BIlan toujours imprécis
Le premier bilan officiel des massacres donné lundi par le ministre de l’Information de l’Etat du Plateau, un chrétien, était d’au moins 500 morts. Mais d’autres sources locales, sécuritaires ou civiles, ont cité depuis des chiffres allant de 200 à 400 morts.
"Nous quittons notre village de Tin-Tin qui pourrait être la prochaine cible", a expliqué Patricia Silas, une femme de 30 ans, son bébé de six mois attaché dans le dos, accompagnée de deux voisins.
Les Fulani "ont passé des coups de téléphone pour avertir d’une nouvelle attaque. Nous prenons ces menaces très au sérieux, nous ne voulons pas être pris par surprise", a-t-elle dit.
Les assaillants des trois villages attaqués étaient des éleveurs nomades musulmans de l’ethnie fulani (Peuls), qui s’en sont pris aux chrétiens sédentaires de l’ethnie berom.
"Nous allons nous venger"
Beaucoup craignaient désormais des représailles.
"Nous allons nous venger", a murmuré un jeune chrétien au cours d’un enterrement lundi à Dogo Nahawa, l’un des trois villages attaqués.

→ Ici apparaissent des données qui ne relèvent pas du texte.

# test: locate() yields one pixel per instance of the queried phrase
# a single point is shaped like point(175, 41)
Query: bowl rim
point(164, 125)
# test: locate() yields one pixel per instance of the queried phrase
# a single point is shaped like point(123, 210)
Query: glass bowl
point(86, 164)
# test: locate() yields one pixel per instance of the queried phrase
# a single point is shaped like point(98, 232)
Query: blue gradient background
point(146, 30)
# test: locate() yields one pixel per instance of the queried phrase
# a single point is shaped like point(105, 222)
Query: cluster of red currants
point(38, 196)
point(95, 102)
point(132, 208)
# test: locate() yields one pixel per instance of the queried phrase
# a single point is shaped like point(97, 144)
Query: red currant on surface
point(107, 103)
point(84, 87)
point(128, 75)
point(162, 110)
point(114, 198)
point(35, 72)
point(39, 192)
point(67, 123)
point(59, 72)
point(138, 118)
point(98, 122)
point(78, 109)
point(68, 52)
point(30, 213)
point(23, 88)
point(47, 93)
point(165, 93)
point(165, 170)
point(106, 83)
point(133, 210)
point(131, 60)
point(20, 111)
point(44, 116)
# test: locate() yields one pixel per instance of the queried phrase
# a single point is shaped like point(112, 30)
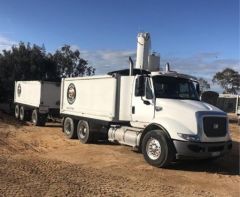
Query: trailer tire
point(17, 111)
point(38, 119)
point(157, 149)
point(83, 132)
point(22, 113)
point(69, 128)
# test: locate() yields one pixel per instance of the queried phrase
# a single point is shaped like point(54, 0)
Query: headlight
point(193, 138)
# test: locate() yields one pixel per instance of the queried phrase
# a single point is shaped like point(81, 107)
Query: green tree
point(31, 62)
point(229, 80)
point(204, 85)
point(70, 64)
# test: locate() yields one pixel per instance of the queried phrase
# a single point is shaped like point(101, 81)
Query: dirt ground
point(40, 161)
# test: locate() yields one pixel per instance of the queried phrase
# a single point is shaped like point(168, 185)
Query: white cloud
point(200, 65)
point(6, 43)
point(107, 60)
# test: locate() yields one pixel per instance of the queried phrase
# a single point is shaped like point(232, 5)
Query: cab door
point(143, 102)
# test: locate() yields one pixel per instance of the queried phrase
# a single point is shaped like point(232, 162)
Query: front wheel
point(157, 149)
point(22, 113)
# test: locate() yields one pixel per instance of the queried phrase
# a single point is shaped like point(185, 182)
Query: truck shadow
point(227, 165)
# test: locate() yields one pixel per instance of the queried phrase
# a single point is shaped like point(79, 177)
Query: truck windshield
point(175, 88)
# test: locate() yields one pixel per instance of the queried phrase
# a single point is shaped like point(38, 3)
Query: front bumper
point(201, 150)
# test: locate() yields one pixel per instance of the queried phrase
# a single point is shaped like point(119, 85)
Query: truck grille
point(215, 126)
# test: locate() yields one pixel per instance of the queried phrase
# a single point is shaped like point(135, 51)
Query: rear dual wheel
point(80, 130)
point(21, 113)
point(38, 119)
point(69, 128)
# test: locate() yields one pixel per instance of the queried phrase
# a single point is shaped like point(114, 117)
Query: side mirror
point(140, 86)
point(198, 89)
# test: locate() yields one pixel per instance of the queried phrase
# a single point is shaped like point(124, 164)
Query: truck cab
point(169, 119)
point(170, 101)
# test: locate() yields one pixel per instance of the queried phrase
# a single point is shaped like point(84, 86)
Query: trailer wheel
point(69, 128)
point(38, 119)
point(157, 149)
point(17, 111)
point(83, 132)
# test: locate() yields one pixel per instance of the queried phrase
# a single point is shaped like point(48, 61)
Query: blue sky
point(198, 37)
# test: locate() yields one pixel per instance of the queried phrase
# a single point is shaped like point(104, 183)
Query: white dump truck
point(158, 113)
point(36, 100)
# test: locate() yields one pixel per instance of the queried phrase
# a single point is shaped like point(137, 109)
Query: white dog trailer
point(36, 100)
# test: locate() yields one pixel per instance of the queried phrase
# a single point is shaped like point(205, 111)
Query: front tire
point(69, 128)
point(38, 119)
point(17, 111)
point(157, 149)
point(83, 132)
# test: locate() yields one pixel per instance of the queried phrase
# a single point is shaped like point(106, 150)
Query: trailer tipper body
point(36, 100)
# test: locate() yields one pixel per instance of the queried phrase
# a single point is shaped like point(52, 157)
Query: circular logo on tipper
point(71, 93)
point(19, 90)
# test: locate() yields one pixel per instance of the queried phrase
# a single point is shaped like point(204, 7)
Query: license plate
point(214, 154)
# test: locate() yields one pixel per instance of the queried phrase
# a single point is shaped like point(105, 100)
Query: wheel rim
point(67, 127)
point(82, 131)
point(16, 111)
point(153, 149)
point(34, 117)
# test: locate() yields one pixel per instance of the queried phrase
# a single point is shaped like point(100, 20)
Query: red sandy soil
point(40, 161)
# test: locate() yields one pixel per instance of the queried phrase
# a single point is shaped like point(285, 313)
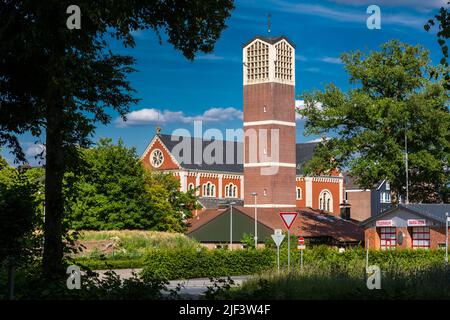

Un journaliste musulman venu couvrir ces funérailles a échappé de peu au lynchage.
Selon une source militaire, un soldat a été tué lundi à Bukuru, à 20 km de Jos, tandis qu’il tentait de calmer de jeunes chrétiens qui planifiaient des représailles.
Le gouverneur de l’Etat du Plateau, Jonah Jang, a à son tour accusé mardi l’armée d’avoir ignoré les signaux d’alerte.
"J’ai reçu un rapport à 21H00 (samedi, ndlr) qui faisait état de mouvements de gens armés aux alentours des trois villages, et j’ai transmis au commandant de l’armée qui m’a dit qu’il allait envoyer des troupes", a-t-il raconté à des journalistes à Abuja.
Mais, réveillé tard dans la nuit par les premières nouvelles du massacre, il a affirmé n’avoir pu joindre aucun commandant militaire.
L’armée a été déployée dans la zone, déclarée dimanche soir en état d’alerte maximum sur ordre du président par intérim Goodluck Jonathan.
La région était déjà en partie sous couvre-feu de 18H00 à 06H00 depuis de précédentes violences en janvier, où plus de 300 musulmans ont été tués par des chrétiens.
Mais cela n’a pas empêché les attaques du week-end qui ont, selon plusieurs survivants, ont duré trois heures sans que les forces nigérianes n’interviennent.
Accusées de passivité, les autorités locales ont annoncé les arrestations de 95 personnes, suspectées d’avoir participé aux tueries, et le président par intérim Goodluck Jonathan a démis son conseiller à la sécurité, le général Sarki Mukhtar.
"Le président par intérim doit garantir que les militaires et la police agissent promptement pour protéger les civils de toute ethnie, menacés par de nouvelles attaques ou de représailles", a déclaré l’organisation Human Rights Watch dans un communiqué.
"Des actions concrètes pour mettre fin au cycle de l’impunité, plus que des larmes de crocodile, mettront fin aux violences", a pour sa part commenté le principal parti d’opposition nigérian, Action Congress (AC).
"Après les massacres de janvier (dans la même région), les villages auraient dû bénéficier d’une protection adaptée", a réagi pour sa part la Haut commissaire de l’ONU pour les droits de l’homme Navi Pillay.